Seus olhos brilharam. Engolindo em seco de puro nervosismo, ela ergueu o papel com cautela, abriu na primeira página e correu os olhos velozmente pelas informações.
Assim que confirmou que se tratava do documento certo, sacou o celular às pressas e abriu a câmera.
Suas mãos vacilavam, mas ela tentava ao máximo ajustar o ângulo para garantir que todas as páginas ficassem perfeitamente legíveis na foto.
Como era a sua primeira vez cometendo aquele tipo de delito, pequenas gotas de suor logo começaram a brotar em sua testa, e os seus olhos refletiam pavor e ansiedade.
Enquanto fotografava, ela olhava furtivamente para a porta, aterrorizada com a possibilidade de alguém entrar de surpresa.
Finalmente, todas as páginas estavam registradas em seu aparelho.
Ela soltou um longo suspiro de alívio. Rapidamente, devolveu a pasta ao lugar exato e reorganizou a gaveta, certificando-se de não deixar nenhum vestígio.
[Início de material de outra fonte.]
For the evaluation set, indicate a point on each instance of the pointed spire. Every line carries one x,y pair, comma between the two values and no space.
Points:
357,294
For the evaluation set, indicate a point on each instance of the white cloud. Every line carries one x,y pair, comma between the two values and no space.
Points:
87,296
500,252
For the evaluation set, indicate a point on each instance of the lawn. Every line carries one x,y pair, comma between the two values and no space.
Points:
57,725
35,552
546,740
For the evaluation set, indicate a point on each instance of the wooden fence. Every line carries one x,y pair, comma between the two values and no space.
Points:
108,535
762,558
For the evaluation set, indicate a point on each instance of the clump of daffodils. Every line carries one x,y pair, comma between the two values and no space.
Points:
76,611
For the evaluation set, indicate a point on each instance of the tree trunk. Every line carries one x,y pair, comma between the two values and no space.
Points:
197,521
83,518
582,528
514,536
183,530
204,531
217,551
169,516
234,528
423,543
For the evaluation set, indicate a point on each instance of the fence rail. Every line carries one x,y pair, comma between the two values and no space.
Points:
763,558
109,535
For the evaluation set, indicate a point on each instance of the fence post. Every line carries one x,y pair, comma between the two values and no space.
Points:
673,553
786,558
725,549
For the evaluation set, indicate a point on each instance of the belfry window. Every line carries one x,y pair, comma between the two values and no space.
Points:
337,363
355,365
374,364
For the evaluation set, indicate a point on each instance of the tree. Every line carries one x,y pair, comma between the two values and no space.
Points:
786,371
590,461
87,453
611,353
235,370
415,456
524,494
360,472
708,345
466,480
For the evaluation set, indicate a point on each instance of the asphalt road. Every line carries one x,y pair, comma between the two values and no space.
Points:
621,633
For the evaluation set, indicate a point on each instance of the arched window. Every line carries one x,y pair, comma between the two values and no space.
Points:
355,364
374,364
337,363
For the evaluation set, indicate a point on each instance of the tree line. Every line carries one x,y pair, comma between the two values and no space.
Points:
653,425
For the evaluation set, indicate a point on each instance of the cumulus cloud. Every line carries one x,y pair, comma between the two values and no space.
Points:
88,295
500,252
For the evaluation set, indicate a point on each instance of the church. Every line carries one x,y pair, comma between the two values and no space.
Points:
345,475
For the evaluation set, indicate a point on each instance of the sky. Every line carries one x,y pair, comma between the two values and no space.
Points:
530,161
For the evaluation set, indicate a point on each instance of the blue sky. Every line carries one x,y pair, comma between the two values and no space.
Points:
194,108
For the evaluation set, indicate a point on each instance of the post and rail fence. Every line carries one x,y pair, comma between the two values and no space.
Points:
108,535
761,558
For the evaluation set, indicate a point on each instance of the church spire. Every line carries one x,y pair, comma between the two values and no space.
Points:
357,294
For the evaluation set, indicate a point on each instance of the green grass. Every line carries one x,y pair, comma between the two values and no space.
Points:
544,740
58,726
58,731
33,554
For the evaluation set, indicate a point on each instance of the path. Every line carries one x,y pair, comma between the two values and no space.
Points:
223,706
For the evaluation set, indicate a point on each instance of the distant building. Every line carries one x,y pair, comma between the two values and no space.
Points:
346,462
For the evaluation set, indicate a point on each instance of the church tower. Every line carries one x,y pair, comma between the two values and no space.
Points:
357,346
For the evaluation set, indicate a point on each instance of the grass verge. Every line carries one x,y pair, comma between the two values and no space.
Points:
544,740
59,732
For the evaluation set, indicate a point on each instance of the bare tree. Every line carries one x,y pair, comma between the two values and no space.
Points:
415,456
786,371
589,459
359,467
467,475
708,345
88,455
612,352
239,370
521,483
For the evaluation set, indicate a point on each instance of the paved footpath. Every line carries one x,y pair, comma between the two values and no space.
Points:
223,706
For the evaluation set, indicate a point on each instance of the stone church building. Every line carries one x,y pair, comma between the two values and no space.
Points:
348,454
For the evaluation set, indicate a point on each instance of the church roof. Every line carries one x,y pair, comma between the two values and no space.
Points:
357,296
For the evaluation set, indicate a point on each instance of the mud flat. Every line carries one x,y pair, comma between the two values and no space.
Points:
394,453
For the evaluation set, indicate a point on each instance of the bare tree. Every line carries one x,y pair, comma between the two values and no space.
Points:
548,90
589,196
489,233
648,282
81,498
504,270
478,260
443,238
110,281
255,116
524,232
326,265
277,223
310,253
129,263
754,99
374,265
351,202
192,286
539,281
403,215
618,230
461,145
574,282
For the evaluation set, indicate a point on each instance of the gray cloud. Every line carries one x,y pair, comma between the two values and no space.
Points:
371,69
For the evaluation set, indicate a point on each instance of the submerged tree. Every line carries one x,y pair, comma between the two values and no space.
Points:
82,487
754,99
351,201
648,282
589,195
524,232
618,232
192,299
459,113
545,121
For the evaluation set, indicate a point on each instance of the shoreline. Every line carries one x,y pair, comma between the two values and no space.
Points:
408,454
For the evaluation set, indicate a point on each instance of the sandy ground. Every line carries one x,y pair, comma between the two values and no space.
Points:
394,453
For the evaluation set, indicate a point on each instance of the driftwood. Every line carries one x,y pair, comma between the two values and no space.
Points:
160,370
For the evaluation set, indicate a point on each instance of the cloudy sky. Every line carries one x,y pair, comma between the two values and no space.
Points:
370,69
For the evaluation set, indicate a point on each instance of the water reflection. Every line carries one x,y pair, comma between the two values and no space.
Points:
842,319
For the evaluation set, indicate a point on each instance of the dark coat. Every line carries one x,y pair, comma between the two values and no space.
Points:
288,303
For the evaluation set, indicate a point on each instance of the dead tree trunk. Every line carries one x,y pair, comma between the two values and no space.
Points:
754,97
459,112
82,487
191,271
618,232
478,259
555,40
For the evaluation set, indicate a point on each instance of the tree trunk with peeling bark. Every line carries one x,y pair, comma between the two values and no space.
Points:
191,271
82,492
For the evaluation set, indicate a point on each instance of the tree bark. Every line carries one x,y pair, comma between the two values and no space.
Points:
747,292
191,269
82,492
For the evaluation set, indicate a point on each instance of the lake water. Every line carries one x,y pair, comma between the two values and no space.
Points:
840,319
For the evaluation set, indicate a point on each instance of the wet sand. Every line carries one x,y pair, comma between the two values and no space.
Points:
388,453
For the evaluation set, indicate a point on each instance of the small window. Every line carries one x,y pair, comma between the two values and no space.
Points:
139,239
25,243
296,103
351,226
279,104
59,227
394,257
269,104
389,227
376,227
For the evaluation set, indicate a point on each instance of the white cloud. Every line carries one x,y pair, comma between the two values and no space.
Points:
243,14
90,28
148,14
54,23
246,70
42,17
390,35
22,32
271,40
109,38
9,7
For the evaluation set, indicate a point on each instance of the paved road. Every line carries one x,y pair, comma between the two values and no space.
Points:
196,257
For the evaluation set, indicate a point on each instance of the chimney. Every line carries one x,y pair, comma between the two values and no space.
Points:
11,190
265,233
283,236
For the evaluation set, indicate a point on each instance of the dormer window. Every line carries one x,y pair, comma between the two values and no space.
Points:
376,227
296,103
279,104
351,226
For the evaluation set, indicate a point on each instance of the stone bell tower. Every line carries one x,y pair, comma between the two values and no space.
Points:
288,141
Bem no instante em que ia fechar a gaveta, ela reparou em um porta-retrato posicionado atrás do monitor. Para o seu choque, era uma foto de Ema.
O olhar de Natália congelou sobre a moldura, enquanto uma onda avassaladora de ciúme e fúria invadia o seu peito.
Seus dedos cravaram-se com força na beirada da gaveta, as unhas quase marcando a madeira.
Por que a mesa de Alípio ainda exibia uma foto de Ema?
Ela mordeu os lábios com tanta força que quase os feriu. Com os olhos faiscando de rancor, teve a vontade de estraçalhar contra o chão.
No entanto, pensando bem, Alípio havia passado de uma postura fria e distante para o tratamento atencioso de hoje. Será que... ele simplesmente não tivera tempo de guardar a foto de Ema?
Natália forçou-se a recuperar a compostura. Inspirando fundo, soltou lentamente a beirada da gaveta.